The first game of his reign ended in defeat away to Al-Fateh and on Friday they drew 1-1 at home with Ohod, but Australian Jurman, who moved to Al-Ittihad from Suwon Bluewings in the summer, believes it is only a matter of time before Bilic transforms the club’s fortunes.
“It’s not a situation I’ve seen before, a coach being sacked after only two games,” Jurman told Arab News. “It shows that it is cut-throat here but the players and coaches have to respond positively to that pressure.
“A club the size of Al-Ittihad has to be winning games and I think that Bilic and his coaching staff will take us in the right direction. It’s mentally tough when you keep losing, but we have great players in the team and we know we should be higher than where we are.
“We just need more belief and I certainly feel the new coach will give us that. Then I’m sure we’ll shoot up the table.”
On a personal level, Jurman now has the opportunity to work with a coach who enjoyed a distinguished career playing in his position. An uncompromising center-back, Bilic reached the World Cup semifinals with Croatia in 1998 and also played in the Premier League with Everton and West Ham.
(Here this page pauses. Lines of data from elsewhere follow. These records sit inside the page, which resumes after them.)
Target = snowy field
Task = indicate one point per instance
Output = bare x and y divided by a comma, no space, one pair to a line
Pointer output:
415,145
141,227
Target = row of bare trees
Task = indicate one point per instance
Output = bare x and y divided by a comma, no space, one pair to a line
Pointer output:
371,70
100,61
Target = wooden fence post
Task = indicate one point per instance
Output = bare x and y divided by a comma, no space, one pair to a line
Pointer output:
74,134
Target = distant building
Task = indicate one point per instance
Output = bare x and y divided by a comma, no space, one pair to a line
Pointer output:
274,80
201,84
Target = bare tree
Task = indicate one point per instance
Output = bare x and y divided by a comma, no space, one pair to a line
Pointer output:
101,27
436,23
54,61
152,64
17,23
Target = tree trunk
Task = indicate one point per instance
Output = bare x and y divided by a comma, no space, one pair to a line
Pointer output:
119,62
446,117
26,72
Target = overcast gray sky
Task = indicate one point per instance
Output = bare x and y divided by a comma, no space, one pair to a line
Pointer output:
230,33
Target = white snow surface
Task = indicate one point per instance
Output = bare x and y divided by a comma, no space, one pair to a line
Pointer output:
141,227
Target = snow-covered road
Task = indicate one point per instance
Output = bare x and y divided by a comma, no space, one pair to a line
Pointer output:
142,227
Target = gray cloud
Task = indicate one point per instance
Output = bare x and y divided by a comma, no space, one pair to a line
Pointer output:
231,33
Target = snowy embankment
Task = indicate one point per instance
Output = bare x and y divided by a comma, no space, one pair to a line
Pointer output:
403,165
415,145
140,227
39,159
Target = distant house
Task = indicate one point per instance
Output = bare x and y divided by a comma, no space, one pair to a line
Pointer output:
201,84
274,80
“He’s right up there with the best coaches in the league and of course was a great player,” Jurman said. “Obviously he played in my position so I’m excited to learn from him and I’m sure he can help make me a better player.
“It’s been a difficult start to the season but now we can look forward and I’m sure that the new coach and his staff are going to get us back on track.”
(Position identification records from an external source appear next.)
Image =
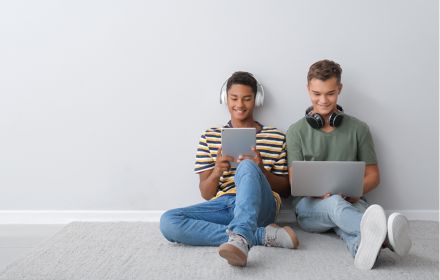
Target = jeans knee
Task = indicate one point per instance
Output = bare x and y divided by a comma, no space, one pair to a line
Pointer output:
335,200
168,225
247,166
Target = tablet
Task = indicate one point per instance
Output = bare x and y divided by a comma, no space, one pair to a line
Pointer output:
316,178
238,141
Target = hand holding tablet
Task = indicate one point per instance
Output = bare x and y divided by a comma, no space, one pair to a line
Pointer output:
238,141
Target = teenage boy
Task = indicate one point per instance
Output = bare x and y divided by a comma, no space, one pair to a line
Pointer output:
242,202
327,134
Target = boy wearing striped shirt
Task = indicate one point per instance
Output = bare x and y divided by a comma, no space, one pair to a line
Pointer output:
242,203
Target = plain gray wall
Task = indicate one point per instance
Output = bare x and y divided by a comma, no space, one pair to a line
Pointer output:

Jurman made a bold career move by deciding to swap Suwon Bluewings for Al-Ittihad in July after a successful 18-month stint in South Korea.
But despite the tough introduction to life in Saudi football, the Australia international insisted he has no regrets.
“It’s been a big change coming to Saudi Arabia. Training at night, the temperatures we’re playing in every week — these things take time to get used to. But it’s a great opportunity to experience a culture I’ve never seen before.
“It would have been easy to stay in Korea but when you get a call saying one of the biggest clubs in the Middle East are interested in you, it’s a no-brainer. I was told about the Pro League expansion, how they wanted more foreigners on each team.
“I knew I was going to play against quality players, quality strikers — I wanted to come and test myself.”
As well as enjoying the challenge on the pitch, Jurman has been particularly impressed by the fans off it, playing in front of some huge crowds at King Abdullah Sports City.
“Al-Ittihad is such a big club and even at our away games, our fans usually outnumber the home team. Seeing that type of support is fantastic. The fans are crazy, the best supporters I’ve seen.
“It seems you can’t go anywhere in Jeddah without finding an Al-Ittihad fan and that’s been eye-opening, to see just how much they love football in Saudi Arabia.”
Jurman was not the only Australian to arrive in Saudi Arabia this summer, with Socceroos goalkeeper Brad Jones moving to Al-Nassr from Feyenoord.
And after fellow Aussie Mark Milligan’s summer departure from Al-Ahli, Jurman has been grateful to have another compatriot to speak to.
“I chatted to Mark after our last game in Russia at the World Cup and he helped me make up my mind to move here. He was living in Jeddah too so it was a real shame that he left soon after. The new coach came in there and that’s how it works sometimes in football.
“Now Brad is here too and that’s been great. We’re always chatting on WhatsApp, talking about life and how we’re settling in. It’s always good to have that kind of support.
“Unfortunately for me, Brad’s team is flying at the moment. But I’m sure that before long we’ll turn things round at Al-Ittihad and then we can both be up there.”